The only reason I even thought of it is that once I pulled apart a motor and was amazed at finding the cooling passages completely full of brown sludge. I guess it was originally from someone putting stop leak in it.

*Something else, make absolutely sure the cooling system holds pressure with a pump and gage. If it doesn't, it will never cool.

carsavvycook 06-30-2008 05:56 PM

My Avatar picture is a 1973 Corvette. It has a 3# alumimum radiator, along with a single 18" electric fan. It ran 230-240 prior to the addition of a fan shroud. Now it runs at 205-210 on hundred degree days.

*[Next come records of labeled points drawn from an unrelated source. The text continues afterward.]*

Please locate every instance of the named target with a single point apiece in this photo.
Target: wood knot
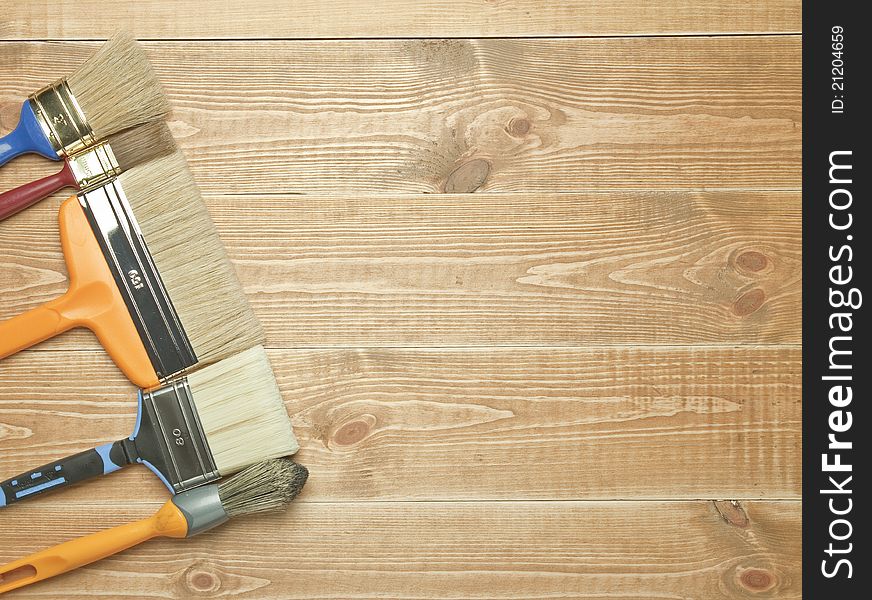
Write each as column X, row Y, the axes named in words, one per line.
column 732, row 513
column 468, row 177
column 752, row 261
column 198, row 580
column 757, row 580
column 354, row 431
column 749, row 302
column 518, row 127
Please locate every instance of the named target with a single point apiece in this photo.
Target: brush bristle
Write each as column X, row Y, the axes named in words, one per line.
column 190, row 258
column 117, row 88
column 264, row 487
column 138, row 145
column 242, row 412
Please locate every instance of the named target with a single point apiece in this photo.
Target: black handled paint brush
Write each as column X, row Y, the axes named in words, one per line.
column 113, row 90
column 95, row 166
column 265, row 487
column 210, row 424
column 148, row 275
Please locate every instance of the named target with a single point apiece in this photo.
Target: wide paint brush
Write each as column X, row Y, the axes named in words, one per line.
column 95, row 166
column 268, row 486
column 148, row 275
column 112, row 91
column 210, row 424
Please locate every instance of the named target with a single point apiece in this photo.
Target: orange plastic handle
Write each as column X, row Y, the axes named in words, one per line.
column 168, row 522
column 93, row 301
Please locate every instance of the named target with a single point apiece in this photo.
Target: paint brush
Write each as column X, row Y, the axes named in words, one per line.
column 148, row 275
column 112, row 91
column 268, row 486
column 95, row 166
column 210, row 424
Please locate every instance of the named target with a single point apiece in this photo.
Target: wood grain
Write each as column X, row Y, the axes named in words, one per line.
column 543, row 115
column 543, row 550
column 513, row 269
column 91, row 19
column 477, row 424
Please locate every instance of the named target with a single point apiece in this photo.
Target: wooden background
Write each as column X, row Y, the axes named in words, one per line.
column 530, row 275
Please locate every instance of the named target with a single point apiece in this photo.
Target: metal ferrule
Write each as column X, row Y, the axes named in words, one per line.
column 171, row 437
column 94, row 167
column 62, row 119
column 202, row 509
column 138, row 279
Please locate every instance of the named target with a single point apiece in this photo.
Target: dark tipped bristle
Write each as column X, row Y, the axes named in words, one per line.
column 191, row 260
column 117, row 89
column 266, row 486
column 138, row 145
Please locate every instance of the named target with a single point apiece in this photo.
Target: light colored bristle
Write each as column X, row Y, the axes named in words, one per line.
column 264, row 487
column 242, row 412
column 138, row 145
column 117, row 88
column 190, row 258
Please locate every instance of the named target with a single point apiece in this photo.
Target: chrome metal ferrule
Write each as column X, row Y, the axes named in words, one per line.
column 201, row 508
column 172, row 438
column 61, row 119
column 94, row 167
column 138, row 280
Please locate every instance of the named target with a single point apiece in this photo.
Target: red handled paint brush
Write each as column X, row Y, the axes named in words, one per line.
column 114, row 90
column 96, row 166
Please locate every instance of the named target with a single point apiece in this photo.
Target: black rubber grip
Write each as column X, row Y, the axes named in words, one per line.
column 60, row 474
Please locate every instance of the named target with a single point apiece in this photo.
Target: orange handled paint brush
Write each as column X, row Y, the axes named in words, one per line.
column 148, row 275
column 267, row 486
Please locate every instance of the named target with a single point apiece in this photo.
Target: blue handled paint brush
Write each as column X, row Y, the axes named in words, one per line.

123pugsy 06-30-2008 06:50 PM

Can you get a pic of your fans and shroud setup?

cmk59 06-30-2008 07:23 PM

Shrouds and overheating...
 
5 Attachment(s)
Fan relay fuse blew ... think there's a short in the fuse holder ... the fans were pulling hot air out great guns, but temp was still at 220, regardless. I touched the fuse (literally) to the fan relay, and it blew. Geez......

Anyway, it's now off to the mechanic, and probably more of my stereo equipment off to the pawn shop to pay for it! ***grrrr*** And did I mention that it's not only our 7th wedding anniversary today, but the plastic radiator in her '88 Chevy truck blew yesterday? HOW MUCH FUN CAN ONE COUPLE HAVE, I TELL YOU??????? :D :welcome: :smash: :smash: :smash: :smash: :smash: :smash: :smash: :smash: :smash: :smash: :smash: :smash: :

Holder350 06-30-2008 07:50 PM

I'm going to chime in.....

I would check the radiator CAP. I know you replaced the radiator, but did you replace the cap also?

what is "spot on" on the timing?

cmk59 06-30-2008 07:56 PM

Radiator Cap...
 
Yep, radiator cap was replaced with a brand-new cap (16 psi) and checked before installation. Timing was literally right on the mark where it was supposed to be according to the Chilton's book (don't remember right now, but I remember being tickled that it didn't require any adjustment!). That having been said, I'm having my mechanic pick it up in the morning and re-re-check the timing AND ignition, as well as pop the freeze plugs and flush the block as was suggested earlier.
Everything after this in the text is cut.